On several occasions, the Rebbe had asked that his chasidim report on their outreach activities once a month, preferably at the beginning of each month, on Rosh Chodesh,. Usually, I would be the one to write the report of our activities on behalf of the yeshiva administration.
Writing a report to the Rebbe is no simple matter. Several days before, I would begin to to consider what I would report and how I would write it. And you don’t just dash off a letter to the Rebbe in half an hour. You need to find a block of several hours in order to prepare yourself, and then to write it properly. And then you need to decide what to write first, what deserves to be mentioned, and what to leave out.
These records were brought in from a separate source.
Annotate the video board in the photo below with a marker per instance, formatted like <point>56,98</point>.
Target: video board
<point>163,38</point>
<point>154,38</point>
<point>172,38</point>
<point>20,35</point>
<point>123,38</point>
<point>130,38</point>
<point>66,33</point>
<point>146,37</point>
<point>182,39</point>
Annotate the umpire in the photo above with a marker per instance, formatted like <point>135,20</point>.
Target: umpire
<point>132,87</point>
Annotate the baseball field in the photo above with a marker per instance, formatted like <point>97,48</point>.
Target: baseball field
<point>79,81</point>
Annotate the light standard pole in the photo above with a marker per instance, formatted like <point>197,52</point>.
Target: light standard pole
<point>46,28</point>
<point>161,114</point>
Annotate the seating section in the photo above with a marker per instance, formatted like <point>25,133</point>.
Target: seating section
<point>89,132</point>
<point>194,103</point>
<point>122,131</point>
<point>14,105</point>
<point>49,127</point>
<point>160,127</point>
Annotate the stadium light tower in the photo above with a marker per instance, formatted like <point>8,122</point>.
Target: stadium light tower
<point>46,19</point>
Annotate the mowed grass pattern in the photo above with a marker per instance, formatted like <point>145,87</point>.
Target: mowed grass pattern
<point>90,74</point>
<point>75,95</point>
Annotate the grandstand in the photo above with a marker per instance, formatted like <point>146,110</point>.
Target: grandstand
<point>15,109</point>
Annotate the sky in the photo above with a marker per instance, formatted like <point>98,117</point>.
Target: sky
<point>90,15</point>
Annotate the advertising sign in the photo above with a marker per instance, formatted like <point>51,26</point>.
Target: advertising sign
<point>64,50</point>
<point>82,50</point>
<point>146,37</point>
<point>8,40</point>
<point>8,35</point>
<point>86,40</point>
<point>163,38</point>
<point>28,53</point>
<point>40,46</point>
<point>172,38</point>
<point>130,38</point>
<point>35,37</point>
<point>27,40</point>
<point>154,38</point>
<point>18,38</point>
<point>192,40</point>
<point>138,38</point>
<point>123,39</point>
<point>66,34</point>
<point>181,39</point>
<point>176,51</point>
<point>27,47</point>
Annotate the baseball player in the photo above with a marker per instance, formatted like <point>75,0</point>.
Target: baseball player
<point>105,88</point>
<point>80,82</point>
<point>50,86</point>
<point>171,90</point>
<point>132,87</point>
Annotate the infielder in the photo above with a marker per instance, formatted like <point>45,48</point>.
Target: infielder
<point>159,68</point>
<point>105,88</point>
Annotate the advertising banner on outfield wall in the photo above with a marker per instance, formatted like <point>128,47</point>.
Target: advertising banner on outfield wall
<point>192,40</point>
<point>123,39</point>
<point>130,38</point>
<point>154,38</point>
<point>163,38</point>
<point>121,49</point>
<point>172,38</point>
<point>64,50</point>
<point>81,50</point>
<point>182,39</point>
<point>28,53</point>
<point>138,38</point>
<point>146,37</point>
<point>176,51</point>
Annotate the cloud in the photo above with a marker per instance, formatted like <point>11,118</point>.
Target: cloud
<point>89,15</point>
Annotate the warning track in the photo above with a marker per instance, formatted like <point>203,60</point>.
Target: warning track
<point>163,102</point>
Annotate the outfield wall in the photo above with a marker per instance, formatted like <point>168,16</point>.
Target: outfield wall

Of course, we used a typewriter – we didn’t have computers in those days.
The month of Adar had been hectic, with lots of activities. Suddenly we were in Nissan, and I still hadn’t written the report for Adar. There was so much to report: Purim celebrations, preparations for Pesach, many different outreach projects.
Before I knew it, it was the eleventh of Nissan, the Rebbe’s birthday, and I still hadn’t written the report.
“This is it,” I told myself. “No matter what, I’m writing this report tonight.” That night, I wrote and wrote. It was 3 a.m. when I was finished; I had written eight pages.
I felt so uplifted. There were so many good things in it. So much had been done to spread yiddishkeit, plus a number of activities in honor of the Rebbe’s birthday. I was sure they’d bring the Rebbe much nachas.
But then it occurred to me. “I can’t just sign off. I must finish the letter appropriately, with a blessing for the Rebbe’s birthday!”
Now, this was a problem. As I saw it at the time, a yeshiva student doesn’t give the Rebbe a bracha – he asks for a bracha from the Rebbe! From time to time, on special occasions, an elder chosid would stand up at a farbrengen, a chasidic gathering, and would bless the Rebbe in the name of the entire community; but never a young student!
But then I said to myself, “So what? It doesn’t matter who I am! I’ll give the Rebbe a bracha in the name of the administration.
“On the other hand, can I give the Rebbe a bracha on their behalf, when I’m really acting on my own? I must ask permission!” This dilemma was raging inside my head.